I have a factor variable which is composed of two substrings separated by a _
, like string1_string2
. I want to set factor levels of the prefix ("string1") and suffix ("string2") separately, and then define an overall set of factor levels for the concatenated string. In addition, the precedence of levels in the first vs the second substring may vary.
A small example of what I want to achieve:
# reproducible data
x <- factor(c("DBO_A", "PH_A", "COND_A", "DBO_B", "PH_B", "COND_B", "DBO_C", "PH_C", "COND_C"))

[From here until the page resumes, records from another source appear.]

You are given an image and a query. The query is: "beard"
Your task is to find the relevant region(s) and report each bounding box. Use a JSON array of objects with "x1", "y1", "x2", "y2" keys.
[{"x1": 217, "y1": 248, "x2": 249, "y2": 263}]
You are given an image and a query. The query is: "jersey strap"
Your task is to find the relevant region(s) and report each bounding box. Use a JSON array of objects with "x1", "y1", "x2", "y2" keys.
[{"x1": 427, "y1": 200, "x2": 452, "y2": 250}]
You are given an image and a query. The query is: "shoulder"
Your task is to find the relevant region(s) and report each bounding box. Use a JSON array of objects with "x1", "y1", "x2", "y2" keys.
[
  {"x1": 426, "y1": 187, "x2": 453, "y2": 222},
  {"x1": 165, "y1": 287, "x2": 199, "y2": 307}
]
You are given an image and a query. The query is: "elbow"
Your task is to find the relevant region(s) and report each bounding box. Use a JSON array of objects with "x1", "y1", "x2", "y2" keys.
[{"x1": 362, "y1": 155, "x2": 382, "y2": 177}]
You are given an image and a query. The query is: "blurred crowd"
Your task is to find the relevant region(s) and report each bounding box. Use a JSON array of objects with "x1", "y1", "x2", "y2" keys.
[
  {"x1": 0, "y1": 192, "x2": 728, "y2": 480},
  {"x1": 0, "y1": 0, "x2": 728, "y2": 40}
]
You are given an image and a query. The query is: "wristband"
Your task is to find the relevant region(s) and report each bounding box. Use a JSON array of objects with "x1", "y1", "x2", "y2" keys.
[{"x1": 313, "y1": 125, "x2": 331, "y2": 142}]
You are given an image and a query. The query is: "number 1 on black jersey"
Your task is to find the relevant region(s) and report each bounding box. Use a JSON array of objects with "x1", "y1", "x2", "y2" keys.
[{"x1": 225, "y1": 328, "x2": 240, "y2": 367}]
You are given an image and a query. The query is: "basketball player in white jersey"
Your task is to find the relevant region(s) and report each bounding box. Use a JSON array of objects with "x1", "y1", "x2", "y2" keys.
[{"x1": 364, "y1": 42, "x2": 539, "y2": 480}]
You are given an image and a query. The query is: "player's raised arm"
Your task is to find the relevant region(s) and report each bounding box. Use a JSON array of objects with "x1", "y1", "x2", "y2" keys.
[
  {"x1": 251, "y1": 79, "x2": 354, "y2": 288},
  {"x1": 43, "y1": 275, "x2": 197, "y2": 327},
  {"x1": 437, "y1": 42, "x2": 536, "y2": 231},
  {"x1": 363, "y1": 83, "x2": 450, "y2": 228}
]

[1] DBO_A PH_A COND_A DBO_B PH_B COND_B DBO_C PH_C COND_C
Levels: COND_A COND_B COND_C DBO_A DBO_B DBO_C PH_A PH_B PH_C
If I don't define the factor levels, they will be ordered alphabetically. Now I want to set the levels of the strings on the left and right side of the _
separator, e.g.
PH
<COND
<DBO
on the left side (LHS).B
<A
<C
on the right side (RHS).
In addition, I want to specify which side, LHS or RHS, has precedence over the other. Depending on which side has precedence, the overall order of levels will differ:
(1) If levels on LHS is precedent:
[1] DBO_A PH_A COND_A DBO_B PH_B COND_B DBO_C PH_C COND_C
Levels: PH_B PH_A PH_C COND_B COND_A COND_C DBO_B DBO_A DBO_C
(2) If levels on RHS is precedent:
[1] DBO_A PH_A COND_A DBO_B PH_B COND_B DBO_C PH_C COND_C
Levels: PH_B COND_B DBO_B PH_A COND_A DBO_A PH_C COND_C DBO_C
Now I just one thought to solve it such like factor(x, levels = c(xx, xx, ...))
, but I have more levels than the above shows, so this will look ridiculous.
Note: I don't want to change the order of my data, only the order of the levels.